A little off topic, but I have Griswold, Wagner, and Lodge Cast Iron, and another brand that is new, that I can't remember right now. The Lodge and the other new brand were both fairly grainy to begin with, but as I've used them, they've smoothed out for the seasoning oil that accumulates between the grains, and are now as smooth and stick-free as my Wagner and Griswold. The advantage of using them is that they cast with move metal, giving them more thermal mass. This is beneficial when pan frying something like a steak, or pan frying chicken in oil. The temperature is more stable once the pan is hot. The thinner Griswold is better for frying eggs, and making roux, and such things.
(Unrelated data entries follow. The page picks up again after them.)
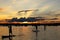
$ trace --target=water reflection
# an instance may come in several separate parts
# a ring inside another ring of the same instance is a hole
[[[47,26],[46,31],[44,31],[43,26],[38,26],[39,32],[33,32],[32,30],[36,30],[34,26],[13,26],[12,34],[16,36],[12,40],[60,40],[60,26]],[[0,37],[8,34],[7,27],[0,27]],[[0,38],[0,40],[2,39]],[[9,38],[3,40],[9,40]]]

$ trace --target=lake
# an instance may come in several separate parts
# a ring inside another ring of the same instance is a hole
[[[44,26],[38,26],[37,33],[33,30],[36,30],[34,26],[12,26],[12,34],[16,35],[12,40],[60,40],[60,26],[47,26],[46,31]],[[0,26],[0,40],[9,40],[2,39],[6,35],[9,35],[8,27]]]

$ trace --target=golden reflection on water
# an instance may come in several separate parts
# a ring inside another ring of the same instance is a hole
[[[44,31],[43,26],[38,27],[38,40],[60,40],[60,26],[47,26],[46,31]],[[12,34],[16,35],[13,40],[35,40],[36,33],[35,27],[32,26],[13,26]],[[2,35],[8,35],[8,27],[0,26],[0,40]],[[5,39],[8,40],[8,39]]]

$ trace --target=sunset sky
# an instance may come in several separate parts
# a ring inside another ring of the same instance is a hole
[[[35,9],[38,11],[18,14],[21,10]],[[29,16],[56,17],[58,14],[60,14],[60,0],[0,0],[0,19]]]

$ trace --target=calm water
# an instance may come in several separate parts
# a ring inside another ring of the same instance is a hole
[[[47,26],[46,31],[44,31],[43,26],[38,26],[39,32],[33,32],[35,27],[33,26],[13,26],[13,34],[16,35],[13,37],[13,40],[60,40],[60,26]],[[0,26],[0,40],[2,36],[9,35],[8,27]],[[4,38],[3,40],[9,40]]]

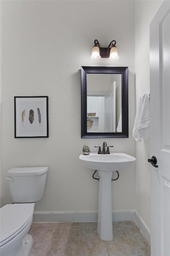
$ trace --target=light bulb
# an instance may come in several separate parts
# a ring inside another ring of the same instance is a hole
[[[100,55],[99,48],[98,46],[93,46],[92,49],[92,56],[90,57],[91,60],[97,60],[100,59],[101,57]]]
[[[116,46],[112,47],[110,49],[110,56],[109,60],[110,61],[115,61],[119,59],[117,47]]]

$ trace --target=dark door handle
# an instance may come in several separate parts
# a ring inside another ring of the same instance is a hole
[[[152,164],[153,166],[156,167],[156,168],[158,168],[158,165],[156,165],[157,163],[157,159],[156,159],[156,156],[153,156],[151,158],[151,159],[150,159],[150,158],[149,158],[147,160],[149,163],[150,163],[151,164]]]

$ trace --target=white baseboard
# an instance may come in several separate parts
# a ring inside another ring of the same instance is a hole
[[[135,211],[135,221],[140,231],[143,233],[145,239],[150,245],[150,230],[143,219],[139,215],[137,212]]]
[[[135,210],[113,211],[113,221],[134,220]],[[33,222],[75,222],[97,221],[98,211],[35,212]]]
[[[33,222],[97,221],[98,211],[35,212]],[[150,231],[143,220],[135,210],[112,211],[113,221],[135,220],[145,238],[150,244]]]

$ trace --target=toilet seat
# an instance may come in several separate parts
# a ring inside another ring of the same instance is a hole
[[[34,203],[7,204],[0,209],[0,246],[20,233],[32,217]]]

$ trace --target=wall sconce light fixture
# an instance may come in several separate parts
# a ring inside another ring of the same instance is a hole
[[[101,58],[108,58],[110,61],[115,61],[119,59],[118,53],[118,49],[116,46],[116,42],[115,40],[111,42],[107,48],[100,47],[98,40],[94,40],[94,45],[92,49],[91,60],[97,60]]]

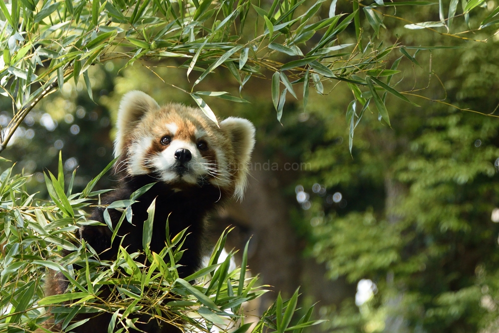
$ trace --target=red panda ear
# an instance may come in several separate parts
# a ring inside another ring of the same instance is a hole
[[[231,140],[234,151],[234,196],[241,199],[246,189],[248,166],[254,147],[254,126],[242,118],[230,117],[220,122],[220,128]]]
[[[114,140],[115,157],[126,153],[130,133],[142,116],[149,111],[159,107],[156,101],[145,92],[132,90],[125,94],[121,98],[118,111],[116,121],[118,130]]]

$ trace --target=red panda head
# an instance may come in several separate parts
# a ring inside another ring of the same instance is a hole
[[[249,121],[230,117],[219,127],[199,108],[160,106],[150,96],[130,91],[118,113],[116,169],[129,176],[154,174],[179,189],[209,182],[241,198],[254,146]]]

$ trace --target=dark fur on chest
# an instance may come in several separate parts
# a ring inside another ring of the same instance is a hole
[[[118,189],[104,196],[102,205],[109,205],[118,200],[128,200],[132,194],[142,187],[156,182],[156,179],[148,175],[127,177],[121,181]],[[133,216],[132,223],[126,219],[122,222],[117,235],[124,237],[116,237],[111,245],[112,232],[106,226],[85,226],[80,230],[81,238],[89,244],[99,254],[103,260],[115,259],[119,246],[126,248],[129,253],[143,251],[142,234],[144,221],[148,218],[147,209],[156,199],[155,212],[153,222],[152,237],[150,244],[152,251],[159,253],[166,246],[166,237],[171,238],[187,228],[189,234],[186,237],[182,249],[185,251],[182,259],[178,263],[182,267],[178,268],[179,275],[185,278],[200,268],[202,258],[202,247],[203,243],[205,219],[210,211],[213,210],[224,197],[225,193],[211,184],[200,184],[198,185],[176,189],[171,185],[158,182],[147,192],[137,199],[138,202],[132,205]],[[90,219],[105,223],[103,213],[105,208],[97,208],[92,212]],[[108,210],[113,229],[122,216],[122,213],[115,209]],[[166,235],[166,222],[168,220],[170,235]],[[146,265],[145,257],[139,256],[136,261]],[[63,293],[68,285],[61,274],[49,278],[47,282],[48,295]],[[107,333],[107,327],[111,319],[110,314],[95,315],[81,314],[74,320],[82,320],[92,317],[84,324],[73,330],[79,333],[93,332]],[[139,321],[148,324],[136,325],[141,330],[148,333],[180,333],[176,327],[164,324],[157,325],[156,321],[150,321],[147,316],[143,315]],[[53,323],[53,322],[52,322]],[[50,323],[47,323],[47,325]],[[52,329],[60,330],[56,325]],[[49,328],[47,327],[47,328]],[[130,329],[129,332],[136,331]]]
The main problem I have with the Griswold and Wagner pans is that they are hottest where the flame touches the metal, enough so as to make me have to move things like chops, steaks, and bacon around to get them evenly cooked. My little Griswold 6 inch pan, however, is small enough that when heated by my gas burners, it gives me even temperatures across the pan, which is great for making English Muffins, or frying eggs, or any small job.
Now my ten inch Grizwold makes amazing pizza crusts in a 460F' oven. The big Lodge does the same on my Webber charcoal grill. I think the Griswold would get too hot and burn the crust bottom before it was cooked through.
There are benefits to all of my CI. I don't own any junk CI pans. They are all well made, if some weigh just short of a ton.
As for warped pans, they make great campfire pans, and are good for drilling, grinding, and turning into clocks to add a rustic charm to your kitchen.